Arquivo de março, 2015

Uma Estratégia para a Crise

Postado por Tharcisio Souza Santos em março 10, 2015  |  No Comments

Diante do conjunto de dificuldades impostas pela conjuntura econômica brasileira em um cenário de grandes incertezas, tanto no plano interno, como no externo, é importante que o empreendedor consiga traçar uma rota segura, que lhe permita enfrentar o momento e continuar crescendo, enquanto a melhoria do quadro não acontece. Em outras palavras, trata-se de definir um conjunto de procedimentos que a pequena e micro empresa precisam adotar e seguir, de modo a conviver com a crise e tirar proveito das dificuldades para manter seu ritmo de desenvolvimento.

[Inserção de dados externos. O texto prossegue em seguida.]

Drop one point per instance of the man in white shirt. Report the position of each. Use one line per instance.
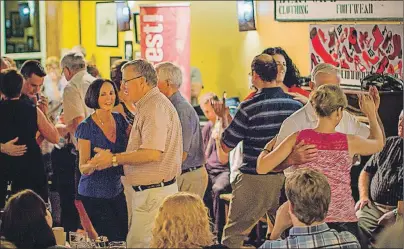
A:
(73, 66)
(305, 118)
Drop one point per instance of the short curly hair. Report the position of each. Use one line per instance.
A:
(182, 222)
(292, 75)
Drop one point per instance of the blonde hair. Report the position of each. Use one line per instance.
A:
(182, 222)
(310, 195)
(206, 97)
(328, 98)
(52, 60)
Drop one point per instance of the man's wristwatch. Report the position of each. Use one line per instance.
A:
(114, 161)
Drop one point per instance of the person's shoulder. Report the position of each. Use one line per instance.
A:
(274, 244)
(216, 246)
(348, 237)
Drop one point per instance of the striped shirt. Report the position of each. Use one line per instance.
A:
(387, 169)
(256, 122)
(319, 236)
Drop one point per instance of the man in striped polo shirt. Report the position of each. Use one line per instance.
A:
(256, 122)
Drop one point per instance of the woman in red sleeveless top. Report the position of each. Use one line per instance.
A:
(335, 150)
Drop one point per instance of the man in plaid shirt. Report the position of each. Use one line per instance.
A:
(309, 196)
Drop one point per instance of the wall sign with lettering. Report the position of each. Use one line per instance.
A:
(358, 49)
(325, 10)
(165, 36)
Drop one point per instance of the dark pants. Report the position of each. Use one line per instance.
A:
(108, 216)
(219, 183)
(64, 164)
(351, 227)
(4, 178)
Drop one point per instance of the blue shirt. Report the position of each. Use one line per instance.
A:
(104, 183)
(319, 236)
(257, 121)
(191, 132)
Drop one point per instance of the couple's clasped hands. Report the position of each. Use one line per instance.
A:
(102, 160)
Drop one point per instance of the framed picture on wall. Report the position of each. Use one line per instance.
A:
(136, 27)
(10, 48)
(30, 43)
(106, 24)
(112, 59)
(128, 50)
(17, 29)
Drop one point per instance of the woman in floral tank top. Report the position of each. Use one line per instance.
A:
(335, 150)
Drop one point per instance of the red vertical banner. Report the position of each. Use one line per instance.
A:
(165, 36)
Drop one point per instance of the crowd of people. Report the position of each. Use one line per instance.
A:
(131, 161)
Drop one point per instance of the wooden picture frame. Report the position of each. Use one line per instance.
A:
(136, 27)
(112, 59)
(128, 50)
(246, 15)
(17, 29)
(106, 24)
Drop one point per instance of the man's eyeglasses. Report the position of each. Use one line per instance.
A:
(126, 81)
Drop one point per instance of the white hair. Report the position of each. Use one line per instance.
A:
(73, 61)
(170, 72)
(324, 68)
(144, 68)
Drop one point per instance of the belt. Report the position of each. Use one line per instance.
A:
(190, 169)
(157, 185)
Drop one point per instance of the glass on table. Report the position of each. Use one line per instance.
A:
(117, 244)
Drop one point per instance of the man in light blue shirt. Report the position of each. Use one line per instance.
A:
(194, 177)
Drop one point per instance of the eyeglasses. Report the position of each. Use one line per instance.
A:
(126, 81)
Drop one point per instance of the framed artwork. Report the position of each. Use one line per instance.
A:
(17, 29)
(123, 16)
(8, 28)
(10, 48)
(136, 27)
(106, 24)
(112, 59)
(20, 48)
(30, 43)
(128, 50)
(246, 15)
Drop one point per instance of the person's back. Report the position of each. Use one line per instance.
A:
(334, 161)
(309, 194)
(19, 119)
(265, 111)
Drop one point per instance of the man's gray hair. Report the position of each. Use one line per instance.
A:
(74, 61)
(171, 72)
(323, 68)
(145, 69)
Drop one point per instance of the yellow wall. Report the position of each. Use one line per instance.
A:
(218, 49)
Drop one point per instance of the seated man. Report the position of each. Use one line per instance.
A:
(216, 164)
(384, 173)
(309, 196)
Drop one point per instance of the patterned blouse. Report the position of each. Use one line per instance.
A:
(335, 163)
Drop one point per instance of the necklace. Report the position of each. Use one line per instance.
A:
(102, 123)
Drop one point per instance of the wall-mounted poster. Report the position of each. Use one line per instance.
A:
(165, 36)
(358, 49)
(107, 25)
(330, 10)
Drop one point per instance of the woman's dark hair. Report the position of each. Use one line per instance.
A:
(24, 223)
(116, 73)
(93, 93)
(31, 67)
(11, 83)
(292, 73)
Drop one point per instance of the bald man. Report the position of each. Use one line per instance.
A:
(4, 64)
(256, 122)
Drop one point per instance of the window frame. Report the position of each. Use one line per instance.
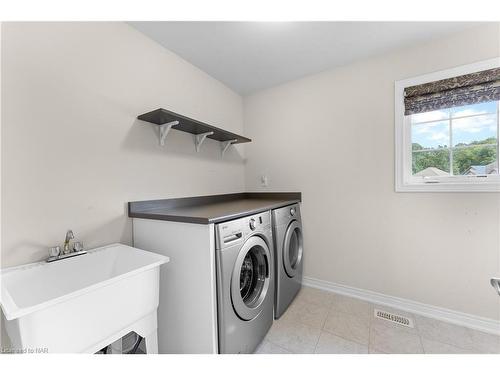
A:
(404, 179)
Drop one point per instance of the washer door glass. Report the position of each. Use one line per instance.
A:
(292, 249)
(250, 283)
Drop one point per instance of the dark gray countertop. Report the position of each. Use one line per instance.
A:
(212, 208)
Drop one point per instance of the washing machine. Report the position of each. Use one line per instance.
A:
(289, 252)
(245, 282)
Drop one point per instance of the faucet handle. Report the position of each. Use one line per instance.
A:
(55, 251)
(78, 246)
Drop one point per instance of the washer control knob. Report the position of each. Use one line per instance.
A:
(252, 224)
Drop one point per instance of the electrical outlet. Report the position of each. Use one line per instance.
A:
(263, 180)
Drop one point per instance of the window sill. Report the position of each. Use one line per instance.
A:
(448, 187)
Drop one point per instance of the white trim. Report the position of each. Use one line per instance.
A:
(435, 312)
(401, 154)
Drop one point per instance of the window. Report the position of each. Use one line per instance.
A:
(447, 129)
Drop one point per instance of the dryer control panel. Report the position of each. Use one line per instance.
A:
(231, 232)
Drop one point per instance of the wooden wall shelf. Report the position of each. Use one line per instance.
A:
(168, 120)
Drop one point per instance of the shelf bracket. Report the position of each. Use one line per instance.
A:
(164, 129)
(200, 138)
(225, 145)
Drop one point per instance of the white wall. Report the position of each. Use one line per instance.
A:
(73, 152)
(331, 136)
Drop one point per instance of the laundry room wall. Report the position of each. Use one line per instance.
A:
(73, 152)
(331, 136)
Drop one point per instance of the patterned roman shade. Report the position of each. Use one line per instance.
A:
(471, 88)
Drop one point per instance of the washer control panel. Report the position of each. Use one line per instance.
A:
(231, 232)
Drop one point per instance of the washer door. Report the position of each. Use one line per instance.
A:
(251, 278)
(292, 249)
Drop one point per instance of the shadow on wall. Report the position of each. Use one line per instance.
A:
(143, 137)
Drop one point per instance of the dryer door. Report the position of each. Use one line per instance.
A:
(251, 278)
(292, 248)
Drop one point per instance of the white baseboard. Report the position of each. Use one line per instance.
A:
(439, 313)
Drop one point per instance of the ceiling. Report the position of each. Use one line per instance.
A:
(251, 56)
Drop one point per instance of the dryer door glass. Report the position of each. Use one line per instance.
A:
(292, 249)
(250, 283)
(253, 275)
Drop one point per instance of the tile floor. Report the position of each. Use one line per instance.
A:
(322, 322)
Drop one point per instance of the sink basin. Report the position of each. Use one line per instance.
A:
(84, 303)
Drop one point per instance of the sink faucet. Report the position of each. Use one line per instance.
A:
(69, 236)
(55, 252)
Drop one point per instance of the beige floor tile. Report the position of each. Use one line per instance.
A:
(293, 336)
(447, 333)
(311, 314)
(267, 347)
(485, 342)
(351, 327)
(394, 340)
(331, 344)
(313, 295)
(436, 347)
(351, 306)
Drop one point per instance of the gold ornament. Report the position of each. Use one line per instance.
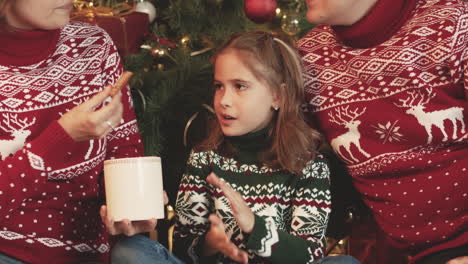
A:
(290, 23)
(185, 41)
(157, 52)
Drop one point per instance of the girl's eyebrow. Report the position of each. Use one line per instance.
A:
(232, 80)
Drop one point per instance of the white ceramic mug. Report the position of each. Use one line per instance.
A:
(134, 188)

Em primeiro lugar, é importante entender o cenário em que as micro e pequenas empresas estão imersas, para poder definir a estratégia mais segura a ser adotada. Analisando o passado recente, o segundo semestre do ano passado implicou na consolidação de um quadro de estagflação, ou seja: a economia parou de crescer, a inflação se acelerou e o cenário ficou mais complicado para as empresas brasileiras, tanto em termos de competição internacional, como mesmo no próprio mercado externo. Pode-se afirmar que a competitividade da empresa nacional caiu bastante, causando não apenas problemas em relação às contas externas e ao saldo do balanço de pagamentos, como também nos aspectos de competição no próprio mercado interno, em que o produto importado vem superando o nacional, não apenas em termos de preço, como também em matéria de qualidade e inovação.
Todo esse conjunto de dificuldades está levando o governo a adotar uma política mais rígida, com elevação da carga tributária e redução de incentivos, para melhorar as contas públicas e voltar a apresentar os superávits primários necessários para que a economia brasileira possa continuar a atrair os investimentos estrangeiros sem os quais a infraestrutura do país não pode ser modernizada, uma vez que não existem recursos orçamentários para isso.
Por outro lado, além do aperto fiscal e tributário, está sendo necessário também fazer uma elevação da taxa de juros, encarecendo e reduzindo o montante de crédito disponível, para fazer reverter a escalada da inflação que, aliás, deverá continuar a perseguir a economia brasileira por um bom período neste ano de 2015. Assim, parece claro que a recente elevação da taxa Selic não será a última do ano e que todos terão de conviver com crédito mais escasso e bastante mais caro do que no ano passado.

Finalmente, mas não menos complicado, será preciso enfrentar as consequências da crise hídrica que, segundo os especialistas, é a mais grave dos últimos oitenta anos. Resultado dessa seca é que além do racionamento de água, estamos sujeitos a racionamentos de energia elétrica, além da já esperada elevação das tarifas causada pelo uso frequente das usinas termelétricas, cujo custo de produção é muito maior que o das hidrelétricas. Assim haverá energia mais cara em 2015, o que deverá acarretar uma pressão adicional sobre os custos de produção.

Por todas essas razões – juros elevados, reduzido nível de atividade econômica, dificuldades de competitividade, custos de importação agravados pela taxa de câmbio que continua sofrendo elevação na medida em que o governo enfrenta suas dificuldades com o Congresso Nacional e a perspectiva de maior carga tributária, a palavra-chave para o empreendedor é atenção redobrada nos diferentes aspectos que fazem o dia a dia.

Uma atenção extrema com a gestão de caixa, de modo a evitar ao máximo o endividamento, mesmo que a curto-prazo, é fundamental. O custo embutido nos financiamentos poderá reduzir enormemente a margem da operação, contribuindo para elevar preços e perder clientes potenciais. Esse é, sem dúvida, um dos pontos cruciais para onde os olhos do empreendedor deverão estar voltados durante todo o ano de 2015.

Outro aspecto relevante reside na administração de custos e do processo de produção. A correta apuração dos custos incorridos, especialmente aqueles que são denominados como “indiretos” e que apresentam muita dificuldade para serem identificados de maneira apropriada também será um ponto de destaque. Quem tiver uma gestão de custos baseada em atividades, por exemplo, poderá usar os dados colhidos para aperfeiçoar o processo de produção, eliminando ineficiências que concorrem sempre para o encarecimento da produção e consequente elevação dos preços que devem ser praticados no mercado.

Um terceiro ponto que parece necessário destacar reside na política de marketing e vendas: clientes satisfeitos, atendimento adequado no pós-venda e margens de lucro reduzidas ao máximo, certamente serão fatores importantes para a sobrevivência e o crescimento em um cenário adverso.

Adotadas as medidas que estamos enfatizando, resta desejar a todos um feliz 2016: tomara que as dificuldades deste ano possam ser superadas e que todos nos encontremos em meio a uma situação mais promissora no ano que vem.